Membre de plusieurs conseils d’administration dont celui du groupe de presse Lagardère, le toujours présumé innocent tant que la cour de Cassation n’aura pas trouvé un vice de forme salvateur, s’appuiera sur un réseau risquant de changer les rôles insidieusement. Discréditez, discréditez l’autorité et il en restera toujours quelque chose. C’est donc parti : « la magistrate ayant rendu cette décision s’était montrée très critique en 2009 contre une réforme judiciaire promue par l’ancien président. » explique le JDD. Il ne manquerait plus qu’elle ait été contre la réforme des retraites pour que son cas s’aggrave.

Cet article a 3 commentaires

  1. christian grené

    S’cusez-moi m’sieur si je suis pas en roue libre.
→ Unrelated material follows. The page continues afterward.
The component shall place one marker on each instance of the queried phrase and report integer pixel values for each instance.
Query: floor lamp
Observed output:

J’suis en voyage, la tête dans le guidon, avec mon instit’ qui attend que je lui rende ma rédaction pour obtenir mon certificat d’études.

  2. J.J.

    « Encore faudrait-il que les articles actuels soient simplement appliqués. »
    Contrairement à ce qu’affirmait Descartes (peut être un peu ironiquement), le bon sens ne semble pas être la chose au monde la mieux partagée.

     » Mais, en droit français, ce débat trouve des limites dans le fait de chercher à jeter le discrédit sur une décision juridictionnelle « dans des conditions de nature à porter atteinte à l’autorité de la justice ou à son indépendance « .
    Heureux de voir confirmer ce que je croyais savoir. Donc, en bonne justice, le prévenu pourrait être l’objet de poursuites pour ses déclarations. je sais ça, moi citoyen lambda, qui ne suis pas avocat, qui n’ai qu’une piètre culture juridique.

    D’autre part, aller en cassation, s’il gagne, le bel et élégant bipède; ça lui évitera la taule, en l’occurrence le bracelet, mais la peine restera infamante, la cour de cassation juge sur la FORME et non sur le FOND, et ça ne le dédouanera pas de sa condamnation, jugé coupable, coupable il restera. C’est irréversible, même en cas d’amnistie.